In Hanoi last week, in the company of the Chief of Defence Force and the secretary of the department, we attended, for the first occasion, the so-called ASEAN-Plus Defence Ministers Meeting. The ‘plus’ includes effectively those countries that will be included in the expanded East Asia Summit: the United States, Japan, China, India, the Republic of Korea, New Zealand and Russia. This puts in the peace and security cooperation, in the stability cooperation and in the military and defence cooperation areas all of the key players in our region. It puts into the same room at the same time the capacity for Australia to have a conversation about peace and stability and security in our region, with all the players there at the same time.
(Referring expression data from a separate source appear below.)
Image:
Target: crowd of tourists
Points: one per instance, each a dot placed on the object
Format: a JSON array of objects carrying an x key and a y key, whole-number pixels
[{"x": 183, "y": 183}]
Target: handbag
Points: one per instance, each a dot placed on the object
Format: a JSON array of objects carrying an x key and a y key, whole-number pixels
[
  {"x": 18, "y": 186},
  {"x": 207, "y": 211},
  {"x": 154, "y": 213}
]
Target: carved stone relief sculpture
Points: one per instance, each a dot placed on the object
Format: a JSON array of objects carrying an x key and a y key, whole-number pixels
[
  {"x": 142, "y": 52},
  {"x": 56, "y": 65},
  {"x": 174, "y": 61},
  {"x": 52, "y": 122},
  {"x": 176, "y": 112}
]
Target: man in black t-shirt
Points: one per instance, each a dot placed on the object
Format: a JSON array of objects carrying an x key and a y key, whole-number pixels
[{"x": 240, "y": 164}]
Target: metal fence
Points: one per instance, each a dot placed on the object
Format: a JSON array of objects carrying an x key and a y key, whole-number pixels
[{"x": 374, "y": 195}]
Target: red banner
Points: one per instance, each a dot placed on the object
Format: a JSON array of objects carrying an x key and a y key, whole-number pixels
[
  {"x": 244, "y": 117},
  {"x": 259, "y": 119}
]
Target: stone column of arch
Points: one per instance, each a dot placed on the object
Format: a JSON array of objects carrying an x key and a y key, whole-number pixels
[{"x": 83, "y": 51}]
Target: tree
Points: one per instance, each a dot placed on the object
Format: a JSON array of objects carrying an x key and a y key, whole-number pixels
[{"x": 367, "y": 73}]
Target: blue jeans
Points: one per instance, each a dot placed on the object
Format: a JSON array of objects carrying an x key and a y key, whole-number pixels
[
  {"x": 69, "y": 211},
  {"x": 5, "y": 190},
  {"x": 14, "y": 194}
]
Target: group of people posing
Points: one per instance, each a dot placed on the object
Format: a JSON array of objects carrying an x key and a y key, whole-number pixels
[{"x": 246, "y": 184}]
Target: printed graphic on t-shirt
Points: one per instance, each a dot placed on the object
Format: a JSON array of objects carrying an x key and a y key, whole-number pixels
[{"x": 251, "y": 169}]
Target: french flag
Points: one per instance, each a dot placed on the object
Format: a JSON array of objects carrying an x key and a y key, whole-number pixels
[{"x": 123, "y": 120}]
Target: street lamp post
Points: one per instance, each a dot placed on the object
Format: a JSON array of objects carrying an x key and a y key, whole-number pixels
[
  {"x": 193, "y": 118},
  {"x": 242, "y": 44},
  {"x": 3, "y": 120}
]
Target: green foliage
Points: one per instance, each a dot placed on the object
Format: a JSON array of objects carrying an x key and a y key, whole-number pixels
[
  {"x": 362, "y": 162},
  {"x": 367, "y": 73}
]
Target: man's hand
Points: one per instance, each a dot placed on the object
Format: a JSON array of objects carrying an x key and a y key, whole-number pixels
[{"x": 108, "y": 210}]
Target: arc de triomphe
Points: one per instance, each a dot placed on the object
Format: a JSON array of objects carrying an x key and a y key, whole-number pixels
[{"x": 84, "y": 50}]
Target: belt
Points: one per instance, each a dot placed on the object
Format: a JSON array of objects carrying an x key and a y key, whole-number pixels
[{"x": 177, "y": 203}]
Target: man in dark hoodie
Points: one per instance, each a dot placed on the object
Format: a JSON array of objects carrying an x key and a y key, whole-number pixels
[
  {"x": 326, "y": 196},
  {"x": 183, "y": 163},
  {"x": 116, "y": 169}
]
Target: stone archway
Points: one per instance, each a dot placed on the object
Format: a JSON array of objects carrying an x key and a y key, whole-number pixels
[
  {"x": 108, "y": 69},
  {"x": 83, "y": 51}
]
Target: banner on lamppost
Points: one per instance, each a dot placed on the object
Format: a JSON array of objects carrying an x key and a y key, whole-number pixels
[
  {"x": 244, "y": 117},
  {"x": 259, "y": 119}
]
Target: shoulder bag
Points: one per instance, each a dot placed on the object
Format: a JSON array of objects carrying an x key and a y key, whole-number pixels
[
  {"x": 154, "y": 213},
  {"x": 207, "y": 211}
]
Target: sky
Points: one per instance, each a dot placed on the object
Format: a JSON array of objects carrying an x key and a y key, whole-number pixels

At the end of this year, we hope, at the East Asia Summit, that the proposed expansion of the East Asia Summit by the ASEAN foreign ministers will be accepted by the East Asia Summit to see a comparable mechanism occur at foreign ministerial and at prime ministerial and presidential level.
Australia was asked by the defence-ministers-plus meeting to jointly, with Malaysia, chair an expert working group on maritime security. As an island continent, maritime issues and maritime security are of course very important to Australia—in the traditional sense, in terms of freedom of international sea lanes, but also, regrettably, in the modern sense, for example in relation to the recent development of piracy in our general region. We are very happy to co-chair that expert working group with Malaysia, one of our five-power defence arrangement partners. Of course, the issue of the South China Sea was raised at that meeting, amongst other potential maritime or other territorial disputes, and I repeated, both at the meeting and publicly, Australia’s position on that matter. If there are maritime disputes, we want those issues to be resolved amicably and peacefully between the parties concerned, and often there are more than two. We want that resolution to be effected in accordance with international law, the Law of the Sea. From time to time, of course, these disputes, these issues, do raise tensions and concerns in the region, which is why it is appropriate for these matters to be considered regionally, as they may well be in the future, appropriately, in the ASEAN-Plus Defence Ministers Meeting context.
I also took the opportunity, in the course of that meeting in Hanoi, to have a number of bilateral meetings with my counterparts, including US Secretary of Defense, Mr Gates. We both agreed on the importance of this development in terms of defence ministers meeting. But he also, as I indicated to the House the other day, underlined the importance in a different context of the forthcoming NATO ISAF Lisbon summit on transition so far as security arrangements are concerned in Afghanistan.